Any codification sans its religious roots would take away the agency of the religious community, which is what the framers avoided by not enacting the UCC in the first instance.
Nizamuddin Ahmad Siddiqui, Assistant Professor, Jindal Global Law School, O.P. Jindal Global University, Sonipat, Haryana, India.
The politics of citizenship refuses to die. While the previous debate on the CAA/NRC asked if certain people were entitled to be Indians, the ongoing debate on the Uniform Civil Code (UCC) enquires about the implications of being an Indian. What sort of civil rights can be claimed by the citizens, in what language and manner?

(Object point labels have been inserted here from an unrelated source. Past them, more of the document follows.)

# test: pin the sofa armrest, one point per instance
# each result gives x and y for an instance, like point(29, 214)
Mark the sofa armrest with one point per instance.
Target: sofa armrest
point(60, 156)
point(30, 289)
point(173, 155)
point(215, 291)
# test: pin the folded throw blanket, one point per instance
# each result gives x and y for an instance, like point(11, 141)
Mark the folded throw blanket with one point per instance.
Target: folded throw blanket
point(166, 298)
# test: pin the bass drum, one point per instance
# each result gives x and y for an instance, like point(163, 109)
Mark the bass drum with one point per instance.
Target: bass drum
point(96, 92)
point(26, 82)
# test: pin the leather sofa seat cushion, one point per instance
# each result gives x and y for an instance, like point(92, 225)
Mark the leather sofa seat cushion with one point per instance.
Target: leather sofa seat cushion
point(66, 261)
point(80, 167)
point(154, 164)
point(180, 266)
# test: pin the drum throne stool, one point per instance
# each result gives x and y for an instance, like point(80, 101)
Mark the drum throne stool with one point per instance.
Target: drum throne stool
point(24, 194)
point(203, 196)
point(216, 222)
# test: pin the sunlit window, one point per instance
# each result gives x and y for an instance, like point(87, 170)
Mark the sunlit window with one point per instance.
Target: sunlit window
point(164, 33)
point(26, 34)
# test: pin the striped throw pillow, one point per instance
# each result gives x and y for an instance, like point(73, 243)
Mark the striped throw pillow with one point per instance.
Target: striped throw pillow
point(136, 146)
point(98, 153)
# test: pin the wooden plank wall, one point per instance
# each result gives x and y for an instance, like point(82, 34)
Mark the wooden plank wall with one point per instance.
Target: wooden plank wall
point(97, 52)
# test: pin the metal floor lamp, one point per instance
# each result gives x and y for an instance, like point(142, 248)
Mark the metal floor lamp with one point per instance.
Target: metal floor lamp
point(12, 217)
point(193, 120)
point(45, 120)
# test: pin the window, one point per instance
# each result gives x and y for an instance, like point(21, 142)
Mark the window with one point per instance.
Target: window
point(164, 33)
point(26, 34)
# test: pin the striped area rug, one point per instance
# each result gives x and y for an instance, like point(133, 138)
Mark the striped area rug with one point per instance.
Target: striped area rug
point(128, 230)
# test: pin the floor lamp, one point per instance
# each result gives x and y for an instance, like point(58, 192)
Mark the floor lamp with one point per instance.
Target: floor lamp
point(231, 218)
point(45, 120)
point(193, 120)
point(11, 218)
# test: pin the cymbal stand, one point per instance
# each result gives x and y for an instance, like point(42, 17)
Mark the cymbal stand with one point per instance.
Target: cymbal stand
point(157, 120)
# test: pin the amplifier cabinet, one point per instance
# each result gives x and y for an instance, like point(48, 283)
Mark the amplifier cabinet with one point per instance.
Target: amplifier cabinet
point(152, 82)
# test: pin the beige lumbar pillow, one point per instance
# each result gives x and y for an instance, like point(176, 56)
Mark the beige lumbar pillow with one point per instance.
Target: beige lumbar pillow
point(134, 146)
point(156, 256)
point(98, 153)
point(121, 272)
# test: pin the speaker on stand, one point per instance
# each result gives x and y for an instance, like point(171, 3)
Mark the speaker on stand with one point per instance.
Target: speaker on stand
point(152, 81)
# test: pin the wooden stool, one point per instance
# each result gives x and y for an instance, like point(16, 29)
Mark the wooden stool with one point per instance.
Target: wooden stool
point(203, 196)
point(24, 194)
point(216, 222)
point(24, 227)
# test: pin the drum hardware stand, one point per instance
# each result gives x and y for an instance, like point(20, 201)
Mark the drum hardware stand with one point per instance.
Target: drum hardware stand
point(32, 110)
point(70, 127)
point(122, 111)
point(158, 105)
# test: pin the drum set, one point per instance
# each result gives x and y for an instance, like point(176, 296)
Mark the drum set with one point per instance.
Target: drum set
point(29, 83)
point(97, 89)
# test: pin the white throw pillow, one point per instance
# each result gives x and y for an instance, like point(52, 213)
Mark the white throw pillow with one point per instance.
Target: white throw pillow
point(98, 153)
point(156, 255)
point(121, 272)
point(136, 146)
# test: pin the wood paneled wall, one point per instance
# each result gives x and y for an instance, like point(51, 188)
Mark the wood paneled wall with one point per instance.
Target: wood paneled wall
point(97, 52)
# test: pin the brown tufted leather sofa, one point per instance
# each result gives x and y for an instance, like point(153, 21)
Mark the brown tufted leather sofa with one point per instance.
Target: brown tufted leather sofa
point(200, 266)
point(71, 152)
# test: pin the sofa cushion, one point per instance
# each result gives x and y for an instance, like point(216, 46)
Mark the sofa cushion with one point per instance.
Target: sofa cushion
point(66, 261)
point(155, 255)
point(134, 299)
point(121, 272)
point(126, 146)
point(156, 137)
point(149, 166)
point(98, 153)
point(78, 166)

The UCC is not a question of “which law” should govern the civil affairs of the citizens. It is instead a question of which politics should decide the fate of the law, as Partha Ghosh from Jawaharlal Nehru University argues.
Interestingly, none of these debates appreciate the fact that personal laws demonstrate the agency of the religious communities to claim their identity, as Law Professor Silvio Ferrari argues. Additionally, this claim must also be seen as a matter of right.
On Codification of Laws
Personal laws were never framed in the majority vs minority context, neither were they shrouded in individual liberty during the Constituent Assembly debates. The “fear” of minorities and the “choice to exit” from these laws were discussed as a matter of fact. Similarly, gender justice and the understanding that it should be codified as standalone substantive legislation, are again debates of a much later period.
Why did the constitution framers incorporate a deeply political question in the legal language of Article 44? After all, they did not define what it could mean? Why was its inclusion felt necessary then?